It’s 3:24 am and I’ve been awake for almost two hours. My usual bedtime is around 10:30 but I’d watched TV longer than I planned. Around 11:15 pm just as I was ready to hit the sack a group of people started having a very loud party in a rental van just outside my apartment.
They couldn’t hear me yelling at them to shut up, so I actually had to turn a fire hose on the van so they’d notice me. It’s ok, no-one got wet! They apologised and said they’d move on. I hopped into bed a little wired from the encounter, but I drifted off pretty quick.
Bang on one o’clock I woke. No big deal I thought, this sometimes happens. I did a quick bladder check. No, didn’t need to get up and figured I’d fall asleep again quickly.
About 5 minutes later, the first wave of anxiety swept over me, immediately followed by the negative thought spiral.
In summary, it goes something like this – I’m a failure… nobody likes me… I’ll never fix my problems… I’m no good at anything… such and such a body did me wrong…. etc… etc… etc…
Why the hell does it have to happen in the middle of the night? Anxiety in daylight hours can be bad, but never as bad as when I should be sleeping. Every negative thing is amplified and seems insurmountable.
The middle of the night is when I feel the most alone. Sure I’m married and I have friends but at this moment, everyone else is, I assume, asleep.
I can’t possibly wake my husband or text a friend at this hour. That would be rude. No matter how awful I feel, it’s just wrong to burden someone else with sleeplessness and anxiety.
Isn’t it?
There are people I know in the UK and it’s daytime there. But that seems selfish. Weird huh… I’m suffering, but I don’t want to burden people I know care for me. Part of that is because I feel embarrassed. I’m an adult. I should be able to cope.
Shouldn’t I?
I read recently that anxiety in the night is probably due to our evolutionary past. We are basically hairless apes with no claws, tusks or sharp teeth to defend ourselves. When we first came down from the trees, that made us vulnerable, especially at night when our relatively poor night vision made us easy prey for large carnivorous hunters. Anxiety in the night was a survival mechanism – it kept us safe from very real dangers.
Nowadays, a middle-class person like me living in New Zealand is pretty safe. There are no snakes or lions out to get me. I just need to flick a switch to banish the dark. Yet an instinctive fear is still there and it is searching for something, anything to cling to. Tonight, it found the perfect prey – my own limitless insecurity.

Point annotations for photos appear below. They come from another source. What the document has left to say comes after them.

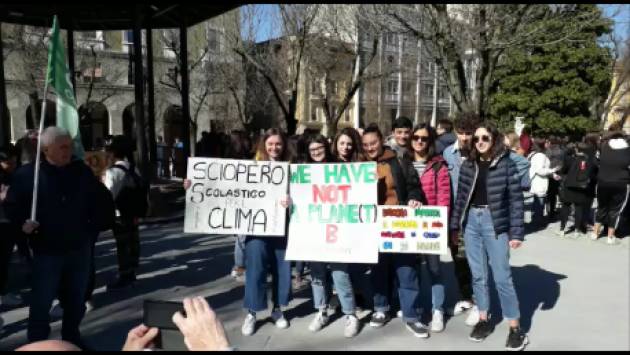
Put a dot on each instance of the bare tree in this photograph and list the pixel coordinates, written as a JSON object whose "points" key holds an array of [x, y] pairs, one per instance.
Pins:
{"points": [[467, 41], [280, 61], [200, 82]]}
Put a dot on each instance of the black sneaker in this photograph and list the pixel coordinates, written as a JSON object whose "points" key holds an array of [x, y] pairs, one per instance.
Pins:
{"points": [[121, 283], [481, 331], [418, 329], [379, 319], [516, 340]]}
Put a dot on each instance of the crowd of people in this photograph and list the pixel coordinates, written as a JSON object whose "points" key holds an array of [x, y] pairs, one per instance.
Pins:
{"points": [[483, 177]]}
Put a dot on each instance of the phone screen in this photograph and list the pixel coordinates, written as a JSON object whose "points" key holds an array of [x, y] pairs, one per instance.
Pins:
{"points": [[159, 314]]}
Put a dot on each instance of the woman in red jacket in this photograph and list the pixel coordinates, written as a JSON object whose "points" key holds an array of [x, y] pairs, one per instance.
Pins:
{"points": [[435, 184]]}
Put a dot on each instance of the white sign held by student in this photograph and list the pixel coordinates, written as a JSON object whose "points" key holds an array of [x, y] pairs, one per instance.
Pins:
{"points": [[333, 214], [230, 196]]}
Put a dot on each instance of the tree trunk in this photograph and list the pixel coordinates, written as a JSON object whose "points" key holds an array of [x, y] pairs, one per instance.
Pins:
{"points": [[33, 98]]}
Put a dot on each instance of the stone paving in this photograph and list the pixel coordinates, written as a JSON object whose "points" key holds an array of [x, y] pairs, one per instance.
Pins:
{"points": [[574, 295]]}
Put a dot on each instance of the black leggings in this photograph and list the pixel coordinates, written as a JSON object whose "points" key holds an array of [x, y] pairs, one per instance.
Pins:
{"points": [[581, 215]]}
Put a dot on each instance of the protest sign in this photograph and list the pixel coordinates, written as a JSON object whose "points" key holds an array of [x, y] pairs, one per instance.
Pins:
{"points": [[236, 197], [413, 230], [333, 214]]}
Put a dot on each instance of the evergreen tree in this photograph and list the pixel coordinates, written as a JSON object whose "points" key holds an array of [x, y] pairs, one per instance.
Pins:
{"points": [[555, 86]]}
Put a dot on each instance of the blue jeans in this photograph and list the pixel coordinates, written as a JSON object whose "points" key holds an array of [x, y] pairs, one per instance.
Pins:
{"points": [[538, 210], [481, 240], [264, 255], [434, 267], [322, 290], [239, 251], [67, 275], [403, 268]]}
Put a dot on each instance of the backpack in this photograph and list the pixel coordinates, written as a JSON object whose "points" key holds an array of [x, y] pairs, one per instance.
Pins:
{"points": [[579, 174], [132, 200], [107, 208]]}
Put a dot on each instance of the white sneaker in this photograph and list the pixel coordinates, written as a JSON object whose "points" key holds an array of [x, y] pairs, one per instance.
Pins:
{"points": [[320, 320], [11, 300], [473, 317], [437, 323], [352, 326], [249, 325], [89, 306], [56, 311], [279, 319], [461, 307]]}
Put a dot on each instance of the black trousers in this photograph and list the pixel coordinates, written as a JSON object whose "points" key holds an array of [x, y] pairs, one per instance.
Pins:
{"points": [[552, 196], [581, 215]]}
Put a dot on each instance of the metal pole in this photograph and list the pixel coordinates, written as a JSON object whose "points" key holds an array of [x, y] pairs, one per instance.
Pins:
{"points": [[183, 43], [5, 124], [138, 71], [151, 105]]}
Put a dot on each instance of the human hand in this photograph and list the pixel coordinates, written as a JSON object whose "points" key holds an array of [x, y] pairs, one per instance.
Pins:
{"points": [[30, 226], [201, 329], [285, 202], [140, 338], [414, 203], [515, 244]]}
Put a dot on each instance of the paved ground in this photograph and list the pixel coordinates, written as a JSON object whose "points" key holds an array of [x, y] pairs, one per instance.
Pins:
{"points": [[573, 296]]}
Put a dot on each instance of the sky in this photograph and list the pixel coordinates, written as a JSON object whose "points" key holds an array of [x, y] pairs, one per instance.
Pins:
{"points": [[267, 12]]}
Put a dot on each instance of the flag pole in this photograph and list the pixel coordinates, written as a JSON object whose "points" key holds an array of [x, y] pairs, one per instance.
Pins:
{"points": [[39, 147], [38, 153]]}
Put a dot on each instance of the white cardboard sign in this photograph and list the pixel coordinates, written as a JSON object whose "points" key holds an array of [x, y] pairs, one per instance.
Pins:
{"points": [[230, 196]]}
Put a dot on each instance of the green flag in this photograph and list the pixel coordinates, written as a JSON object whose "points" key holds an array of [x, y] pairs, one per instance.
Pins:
{"points": [[58, 76]]}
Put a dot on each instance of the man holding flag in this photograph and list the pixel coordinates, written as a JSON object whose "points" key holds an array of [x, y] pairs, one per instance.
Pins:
{"points": [[55, 201]]}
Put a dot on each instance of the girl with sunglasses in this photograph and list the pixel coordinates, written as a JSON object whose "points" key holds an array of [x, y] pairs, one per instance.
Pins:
{"points": [[489, 209], [436, 188]]}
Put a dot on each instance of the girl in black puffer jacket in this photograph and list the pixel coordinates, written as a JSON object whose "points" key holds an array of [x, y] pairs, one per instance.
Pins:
{"points": [[489, 209]]}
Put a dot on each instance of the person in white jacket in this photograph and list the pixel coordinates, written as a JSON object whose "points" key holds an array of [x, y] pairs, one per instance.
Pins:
{"points": [[540, 172]]}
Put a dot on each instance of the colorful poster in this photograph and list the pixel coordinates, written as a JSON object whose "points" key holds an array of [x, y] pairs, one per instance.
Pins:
{"points": [[236, 197], [413, 230], [333, 213]]}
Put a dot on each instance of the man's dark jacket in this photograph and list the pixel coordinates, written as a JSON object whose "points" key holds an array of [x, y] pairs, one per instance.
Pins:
{"points": [[68, 209]]}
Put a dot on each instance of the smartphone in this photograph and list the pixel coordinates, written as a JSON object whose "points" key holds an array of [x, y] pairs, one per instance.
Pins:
{"points": [[159, 314]]}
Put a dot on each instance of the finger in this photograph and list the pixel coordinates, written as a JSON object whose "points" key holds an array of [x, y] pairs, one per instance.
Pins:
{"points": [[178, 319], [188, 307]]}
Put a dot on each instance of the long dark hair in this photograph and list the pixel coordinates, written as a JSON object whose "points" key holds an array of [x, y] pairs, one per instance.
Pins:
{"points": [[261, 152], [357, 147], [318, 138], [498, 146], [432, 138]]}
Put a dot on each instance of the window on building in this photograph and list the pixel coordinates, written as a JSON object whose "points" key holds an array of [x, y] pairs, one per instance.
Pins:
{"points": [[213, 40], [391, 39], [427, 90], [127, 36], [392, 87]]}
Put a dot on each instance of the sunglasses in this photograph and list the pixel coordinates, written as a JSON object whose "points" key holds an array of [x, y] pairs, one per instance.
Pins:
{"points": [[424, 139], [484, 138]]}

Around 1:45 am I started reading a book but my eyes got blurry and I just kept re-reading the same page. Half an hour later, I got out my iPad and started watching something on Netflix. I know they say it’s the wrong thing to do, but I needed the distraction. An hour later, I tried unsuccessfully to get some sleep.
It’s 3:49 am now and I’m feeling sleepy. Writing this has been cathartic, and I’m feeling better. I’m also feeling hungry. Oh, God… now my sleep-deprived brain has to make a decision. Do I get up and eat? Or do I turn off the light and try to sleep?
If I get up and go to the kitchen I’ll be wide awake, besides my desperate need to sleep is winning. So, I turn off the light – it’s 4:30 am.
Suddenly I’m fighting with someone dressed in black and I drop my iPhone and both sides are badly cracked – I’m really pissed off.
I open my eyes and check my phone. It isn’t cracked. It’s 5 am and I’ve just slept and dreamt for half an hour.
Sigh.
At least my phone isn’t damaged.
For the next three and a half hours, I drift between wakefulness and sleep till 8:15 am when my husband comes in with a tray of breakfast. He’s a little puzzled because I’m normally out of bed by 6am.
I’m groggy and drained, but it’s daylight, and, for now, I don’t feel like a failure.